Data class	What it includes	Primary store	Recommended retention	Why
Control-plane state	tenants, policies, schedules, API keys, source registry, fleet state, graph state	`Postgres` / `Supabase`	keep current state + short operational history	transactional truth, not a data lake
Scan jobs and results	submitted scans, summaries, attached result payloads	`Postgres` / `Supabase`	14-90 days in the control plane	enough for operator review without turning the API DB into an archive
Runtime operational evidence	proxy audit ingest, traces, OCSF ingest, gateway activity	`Postgres` for recent operational views, optional `ClickHouse` for longer history	7-30 days in control plane, 30-365+ days in analytics	recent ops stay fast; history moves to analytics
Compliance evidence	signed evidence bundles, exported reports, review packets	`S3` or customer archive store	match framework policy	this is evidence, not dashboard cache
Security-lake / warehouse mirrors	analytics projections, governance joins, long-range history	`ClickHouse`, `Snowflake`, future `Databricks` target	customer-defined	lake and warehouse retention should be explicit and owned by the operator

Product rule¶

The control plane should stay good at:

answering "what is true right now?"
supporting operator workflows
serving recent scans, findings, fleet state, and runtime posture

It should not silently become:

a multi-year event archive
a warehouse substitute
a compliance evidence bucket

That is why the recommended shape is:

Postgres = transactional truth
ClickHouse / Snowflake = analytics and governance tier
S3 = archive and evidence

Recommended defaults¶

These are operator defaults, not enforced hard limits.

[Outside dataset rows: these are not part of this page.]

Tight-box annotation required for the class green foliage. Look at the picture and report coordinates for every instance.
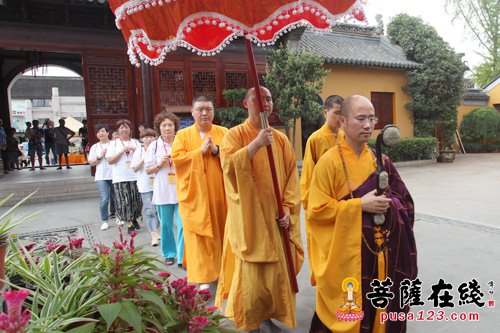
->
[368,137,438,162]
[445,0,500,86]
[472,62,500,88]
[0,192,38,240]
[5,230,231,332]
[387,14,465,148]
[216,88,248,128]
[462,140,500,153]
[460,107,500,140]
[265,45,329,143]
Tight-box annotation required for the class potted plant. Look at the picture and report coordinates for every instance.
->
[0,193,37,290]
[435,118,458,163]
[5,229,234,332]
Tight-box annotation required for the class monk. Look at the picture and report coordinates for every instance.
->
[300,94,344,286]
[307,95,417,333]
[215,87,304,332]
[171,96,228,289]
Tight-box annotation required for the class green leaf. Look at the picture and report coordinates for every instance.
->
[66,322,97,333]
[97,303,122,329]
[136,289,174,321]
[118,301,142,332]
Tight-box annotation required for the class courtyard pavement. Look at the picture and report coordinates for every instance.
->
[1,153,499,332]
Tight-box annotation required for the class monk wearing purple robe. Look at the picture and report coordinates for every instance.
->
[307,95,417,333]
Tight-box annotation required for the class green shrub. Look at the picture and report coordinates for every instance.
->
[462,140,500,153]
[216,88,248,128]
[368,137,437,162]
[460,107,500,141]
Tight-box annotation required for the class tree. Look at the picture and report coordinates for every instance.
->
[387,14,466,149]
[446,0,500,86]
[215,88,248,128]
[265,45,329,147]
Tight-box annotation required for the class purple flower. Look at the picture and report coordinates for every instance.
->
[198,289,211,301]
[189,315,210,332]
[158,272,171,278]
[24,243,36,252]
[206,305,217,312]
[171,278,188,291]
[0,290,31,333]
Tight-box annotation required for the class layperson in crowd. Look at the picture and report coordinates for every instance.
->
[300,94,344,286]
[145,112,184,266]
[79,119,89,162]
[88,123,116,231]
[106,119,143,234]
[172,96,228,290]
[132,128,161,247]
[0,119,6,173]
[307,95,417,333]
[42,120,57,166]
[215,87,304,332]
[51,118,75,170]
[5,128,21,170]
[25,119,45,171]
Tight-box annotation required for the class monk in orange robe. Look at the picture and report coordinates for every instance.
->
[171,96,228,287]
[300,94,344,286]
[307,95,417,333]
[215,87,304,332]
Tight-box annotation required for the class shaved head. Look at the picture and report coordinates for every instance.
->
[341,95,373,118]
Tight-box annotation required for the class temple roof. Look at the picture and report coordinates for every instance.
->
[299,25,419,70]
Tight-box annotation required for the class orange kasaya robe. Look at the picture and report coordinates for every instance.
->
[306,139,376,333]
[171,124,228,284]
[215,119,304,331]
[300,124,344,285]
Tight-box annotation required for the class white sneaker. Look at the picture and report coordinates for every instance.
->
[101,222,109,230]
[199,283,210,290]
[115,218,124,226]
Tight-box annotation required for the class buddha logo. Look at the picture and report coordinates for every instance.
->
[336,277,365,322]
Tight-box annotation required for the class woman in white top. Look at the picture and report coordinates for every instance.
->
[106,119,142,234]
[132,128,160,246]
[145,112,184,266]
[88,123,116,231]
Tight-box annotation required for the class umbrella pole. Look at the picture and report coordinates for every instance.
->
[244,37,299,293]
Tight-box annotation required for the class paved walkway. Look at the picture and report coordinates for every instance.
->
[1,154,499,332]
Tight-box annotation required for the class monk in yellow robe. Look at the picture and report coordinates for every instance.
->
[300,94,344,286]
[215,87,304,332]
[307,95,417,333]
[172,96,228,287]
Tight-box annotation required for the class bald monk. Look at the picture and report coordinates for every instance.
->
[215,87,304,332]
[301,94,344,286]
[171,96,228,290]
[307,95,417,333]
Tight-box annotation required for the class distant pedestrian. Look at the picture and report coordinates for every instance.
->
[25,120,45,171]
[0,119,7,174]
[51,119,75,170]
[42,120,57,165]
[88,123,116,231]
[79,119,89,162]
[5,128,21,170]
[132,128,160,246]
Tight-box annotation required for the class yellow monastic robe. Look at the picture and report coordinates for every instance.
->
[172,124,228,284]
[215,119,304,331]
[306,139,376,333]
[300,124,344,285]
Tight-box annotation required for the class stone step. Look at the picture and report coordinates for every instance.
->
[1,178,98,207]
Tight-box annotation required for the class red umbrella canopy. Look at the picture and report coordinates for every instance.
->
[108,0,366,66]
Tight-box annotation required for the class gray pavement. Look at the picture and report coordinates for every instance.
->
[1,154,499,332]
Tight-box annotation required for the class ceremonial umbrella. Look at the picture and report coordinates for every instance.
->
[108,0,366,293]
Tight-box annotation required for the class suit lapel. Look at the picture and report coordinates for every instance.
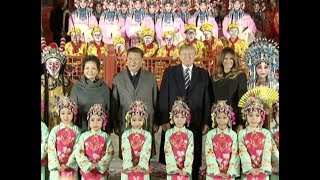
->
[124,68,135,92]
[174,64,185,94]
[188,65,199,92]
[135,69,145,93]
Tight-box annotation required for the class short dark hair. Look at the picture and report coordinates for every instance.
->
[82,55,101,70]
[127,47,144,58]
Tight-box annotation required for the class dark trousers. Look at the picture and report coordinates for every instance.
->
[158,126,203,180]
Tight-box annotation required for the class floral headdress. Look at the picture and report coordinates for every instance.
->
[211,100,235,128]
[140,26,155,37]
[162,30,175,40]
[87,104,108,126]
[169,97,191,127]
[184,23,197,33]
[200,22,213,32]
[245,38,279,89]
[125,100,149,127]
[227,22,239,30]
[56,95,78,121]
[90,25,102,34]
[112,35,126,46]
[241,96,266,125]
[41,38,66,65]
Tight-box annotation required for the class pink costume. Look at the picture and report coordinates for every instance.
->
[155,0,185,46]
[68,0,98,43]
[99,4,126,44]
[222,0,256,45]
[124,8,154,48]
[188,0,219,40]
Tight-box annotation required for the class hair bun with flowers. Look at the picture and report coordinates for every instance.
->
[56,95,79,121]
[211,100,235,128]
[125,100,149,127]
[87,104,108,126]
[169,97,191,126]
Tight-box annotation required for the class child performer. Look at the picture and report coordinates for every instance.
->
[270,100,279,180]
[41,121,49,180]
[121,100,152,180]
[205,100,240,179]
[238,96,272,179]
[75,103,114,179]
[47,96,81,179]
[165,98,194,180]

Deployment shape	Scan job retention in control plane	Runtime evidence retention in control plane	Analytics/archive recommendation
Local / small team	14-30 days	7-14 days	no extra tier unless you need it
Enterprise pilot	30-60 days	14-30 days	add `ClickHouse` if runtime history matters
Broader rollout	30-90 days	7-30 days	move retained event history to `ClickHouse`, `Snowflake`, or archive

What stays in Postgres¶

Keep these in Postgres or Supabase even if you add a lake:

tenant-scoped policy and auth state
schedules and active job coordination
fleet and source registry state
graph and remediation workflow state
recent operational views that need fast transactional reads

This keeps the control plane predictable and fast.

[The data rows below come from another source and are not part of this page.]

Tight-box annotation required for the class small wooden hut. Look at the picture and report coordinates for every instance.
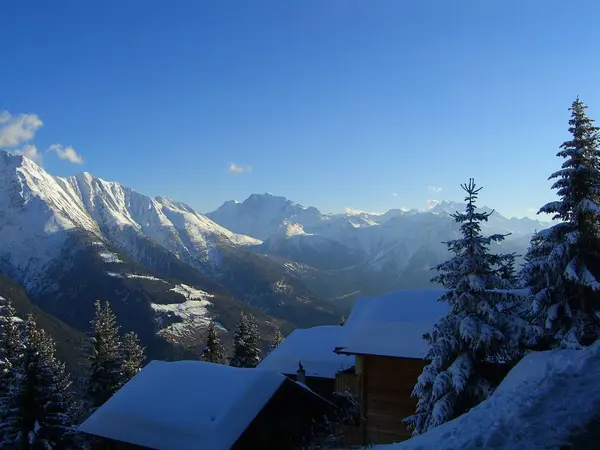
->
[79,360,334,450]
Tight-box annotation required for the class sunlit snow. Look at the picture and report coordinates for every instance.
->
[151,284,214,338]
[98,251,123,264]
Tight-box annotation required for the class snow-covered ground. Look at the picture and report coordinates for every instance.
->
[98,251,123,264]
[151,284,214,339]
[368,341,600,450]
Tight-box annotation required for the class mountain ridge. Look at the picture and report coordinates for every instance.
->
[0,153,342,359]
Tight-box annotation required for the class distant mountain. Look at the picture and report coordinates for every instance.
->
[0,153,341,359]
[208,194,326,240]
[252,222,366,270]
[208,193,548,309]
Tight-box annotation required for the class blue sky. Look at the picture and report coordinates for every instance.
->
[1,1,600,218]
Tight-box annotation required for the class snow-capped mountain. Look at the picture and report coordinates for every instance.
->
[209,193,548,300]
[0,153,340,358]
[208,194,327,240]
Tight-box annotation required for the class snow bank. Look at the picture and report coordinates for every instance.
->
[372,341,600,450]
[78,360,287,450]
[258,326,354,378]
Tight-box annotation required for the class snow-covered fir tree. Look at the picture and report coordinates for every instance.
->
[0,298,23,394]
[230,313,262,368]
[522,98,600,349]
[0,315,75,449]
[85,300,122,410]
[201,320,227,364]
[120,331,145,384]
[268,325,284,354]
[404,179,537,436]
[0,298,23,444]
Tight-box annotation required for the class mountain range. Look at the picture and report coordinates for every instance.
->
[0,152,546,362]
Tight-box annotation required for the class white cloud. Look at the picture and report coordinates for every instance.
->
[13,144,44,165]
[0,111,43,148]
[428,185,442,193]
[426,199,440,210]
[48,144,84,164]
[392,192,398,197]
[0,110,84,165]
[228,163,252,173]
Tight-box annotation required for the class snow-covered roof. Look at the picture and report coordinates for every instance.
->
[78,360,289,450]
[338,290,449,359]
[339,289,529,359]
[257,325,355,378]
[373,340,600,450]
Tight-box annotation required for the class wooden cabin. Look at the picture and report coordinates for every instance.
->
[257,325,355,401]
[332,290,448,445]
[79,360,335,450]
[334,289,523,446]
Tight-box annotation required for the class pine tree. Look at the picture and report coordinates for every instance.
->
[268,325,284,353]
[120,332,145,385]
[1,315,75,449]
[405,179,536,436]
[498,252,518,288]
[0,298,23,395]
[524,98,600,349]
[0,298,23,444]
[230,313,262,368]
[201,321,227,364]
[85,300,122,410]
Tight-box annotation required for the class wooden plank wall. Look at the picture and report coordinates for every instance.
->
[335,371,359,396]
[362,355,427,445]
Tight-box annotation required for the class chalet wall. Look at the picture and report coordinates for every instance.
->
[361,355,427,445]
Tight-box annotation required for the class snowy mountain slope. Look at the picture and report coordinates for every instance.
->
[207,194,329,240]
[209,194,547,290]
[30,229,289,359]
[0,154,340,347]
[252,222,366,270]
[0,274,86,374]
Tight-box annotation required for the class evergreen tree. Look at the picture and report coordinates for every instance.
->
[120,332,145,385]
[85,300,122,410]
[0,298,23,394]
[523,98,600,349]
[268,325,284,353]
[405,179,536,436]
[1,315,75,449]
[0,298,23,445]
[201,321,227,364]
[498,252,518,288]
[230,313,262,368]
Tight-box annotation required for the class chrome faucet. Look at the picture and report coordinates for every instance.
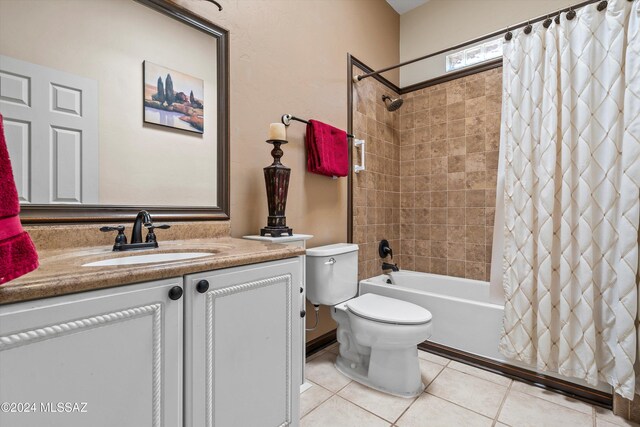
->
[100,210,171,251]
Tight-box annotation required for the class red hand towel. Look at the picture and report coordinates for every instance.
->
[306,120,349,177]
[0,114,38,284]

What should move out of Postgres first¶

If retention pressure or query drag increases, move these first:

long-range proxy and gateway audit history
traces and event-heavy ingest
trend and historical analytics reads
exported evidence packets and old signed bundles

Operator-visible retention¶

The product should be clear about retention in three places:

docs
deployment values and env settings
UI/runtime status surfaces

If a tenant asks "how long do we keep this?", the answer should not require opening the database.

Tenant data export and deletion¶

Self-hosted operators can inspect and remove tenant-scoped control-plane data through the admin-only data subject endpoint:

curl -H "Authorization: Bearer $AGENT_BOM_API_KEY" \
  "https://agent-bom.example.com/v1/tenant/$TENANT_ID/data"

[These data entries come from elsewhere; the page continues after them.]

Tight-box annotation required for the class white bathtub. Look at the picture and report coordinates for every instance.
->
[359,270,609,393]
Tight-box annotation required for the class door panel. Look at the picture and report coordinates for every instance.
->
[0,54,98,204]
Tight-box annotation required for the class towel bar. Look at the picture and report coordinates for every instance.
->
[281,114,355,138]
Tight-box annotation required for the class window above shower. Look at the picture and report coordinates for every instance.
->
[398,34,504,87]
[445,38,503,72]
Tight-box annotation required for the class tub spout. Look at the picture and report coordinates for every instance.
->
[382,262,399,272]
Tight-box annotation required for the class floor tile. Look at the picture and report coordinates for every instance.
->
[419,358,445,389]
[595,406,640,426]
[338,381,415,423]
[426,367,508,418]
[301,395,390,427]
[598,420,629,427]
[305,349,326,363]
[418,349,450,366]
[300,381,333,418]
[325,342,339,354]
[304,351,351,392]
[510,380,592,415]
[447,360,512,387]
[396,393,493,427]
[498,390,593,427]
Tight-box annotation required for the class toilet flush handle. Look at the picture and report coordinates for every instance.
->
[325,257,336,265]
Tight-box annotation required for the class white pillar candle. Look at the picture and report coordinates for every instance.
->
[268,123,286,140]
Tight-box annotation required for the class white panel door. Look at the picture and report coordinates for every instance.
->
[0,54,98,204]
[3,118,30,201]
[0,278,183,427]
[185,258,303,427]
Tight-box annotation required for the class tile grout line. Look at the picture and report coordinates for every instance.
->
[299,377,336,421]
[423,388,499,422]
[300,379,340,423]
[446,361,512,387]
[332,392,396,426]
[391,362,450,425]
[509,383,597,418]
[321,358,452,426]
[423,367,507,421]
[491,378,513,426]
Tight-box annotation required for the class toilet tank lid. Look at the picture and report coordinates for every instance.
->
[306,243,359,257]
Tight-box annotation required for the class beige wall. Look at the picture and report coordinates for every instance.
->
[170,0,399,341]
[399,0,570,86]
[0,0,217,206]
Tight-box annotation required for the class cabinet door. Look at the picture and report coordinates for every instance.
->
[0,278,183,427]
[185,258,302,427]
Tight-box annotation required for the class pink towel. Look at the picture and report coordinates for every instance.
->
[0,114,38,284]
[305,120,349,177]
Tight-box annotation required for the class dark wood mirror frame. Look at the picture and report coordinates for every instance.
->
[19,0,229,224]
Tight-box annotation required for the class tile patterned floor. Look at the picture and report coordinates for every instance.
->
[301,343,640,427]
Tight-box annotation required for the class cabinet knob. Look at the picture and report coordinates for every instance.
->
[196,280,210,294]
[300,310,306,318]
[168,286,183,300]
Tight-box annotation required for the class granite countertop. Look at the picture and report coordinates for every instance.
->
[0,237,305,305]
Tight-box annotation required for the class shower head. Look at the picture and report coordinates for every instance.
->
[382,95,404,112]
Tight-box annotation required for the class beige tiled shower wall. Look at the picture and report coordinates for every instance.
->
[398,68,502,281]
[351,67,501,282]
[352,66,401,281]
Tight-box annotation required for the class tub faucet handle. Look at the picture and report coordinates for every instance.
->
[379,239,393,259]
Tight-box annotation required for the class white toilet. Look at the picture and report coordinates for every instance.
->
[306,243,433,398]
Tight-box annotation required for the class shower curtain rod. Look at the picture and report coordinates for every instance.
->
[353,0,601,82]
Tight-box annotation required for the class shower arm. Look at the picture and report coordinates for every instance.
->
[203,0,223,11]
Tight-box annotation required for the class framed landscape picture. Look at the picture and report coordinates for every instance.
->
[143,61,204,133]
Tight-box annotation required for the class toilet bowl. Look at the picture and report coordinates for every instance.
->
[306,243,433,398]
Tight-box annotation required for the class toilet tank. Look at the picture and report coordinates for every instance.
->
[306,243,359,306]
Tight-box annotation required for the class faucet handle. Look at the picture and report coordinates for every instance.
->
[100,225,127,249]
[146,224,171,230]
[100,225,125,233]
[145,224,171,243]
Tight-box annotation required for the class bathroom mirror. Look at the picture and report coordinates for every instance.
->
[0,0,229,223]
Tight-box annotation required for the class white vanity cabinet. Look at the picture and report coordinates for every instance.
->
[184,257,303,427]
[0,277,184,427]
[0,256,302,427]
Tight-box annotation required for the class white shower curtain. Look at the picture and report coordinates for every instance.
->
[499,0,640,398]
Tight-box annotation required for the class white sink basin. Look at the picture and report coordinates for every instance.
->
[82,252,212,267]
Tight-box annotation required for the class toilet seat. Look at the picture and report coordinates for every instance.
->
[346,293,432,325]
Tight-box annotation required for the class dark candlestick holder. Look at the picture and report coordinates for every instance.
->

curl -X DELETE -H "Authorization: Bearer $AGENT_BOM_API_KEY" \
  "https://agent-bom.example.com/v1/tenant/$TENANT_ID/data?dry_run=true"

curl -X DELETE -H "Authorization: Bearer $AGENT_BOM_API_KEY" \
  "https://agent-bom.example.com/v1/tenant/$TENANT_ID/data?dry_run=false&confirm_tenant_id=$TENANT_ID"

The endpoint is intentionally conservative:

only admin role callers can use it
scoped keys must carry privacy.data:read or privacy.data:delete
the path tenant must match the authenticated tenant context
destructive deletes default to dry_run=true
dry_run=false requires confirm_tenant_id to exactly match the path tenant
source registry exports redact credential references and connector config

Delete removes tenant-scoped jobs, fleet records, gateway policies, scan schedules, source records, exceptions, quota overrides, and graph rows. Audit logs and policy audit entries are retained as immutable security evidence so the HMAC chain and compliance history remain verifiable. API keys are managed through the API-key lifecycle endpoints rather than silently removed by tenant data deletion.

EKS guidance¶

For the self-hosted EKS shape, the practical answer is:

keep the packaged control plane on Postgres
use ClickHouse only if retained runtime or trend analytics becomes heavy
archive signed evidence bundles and longer-lived exports to S3
mirror to Snowflake when governance or warehouse-native joins matter

That gives you:

fast operator workflows
explicit retention boundaries
predictable storage cost
less pressure on the API database

Why this matters for trust¶

Operators care about three things here:

how long sensitive telemetry lives in the control plane
where evidence goes for audits
whether long history forces them into an opaque hosted backend

The product answer should stay:

self-hosted first
explicit retention by data class
customer-controlled analytics and archive tiers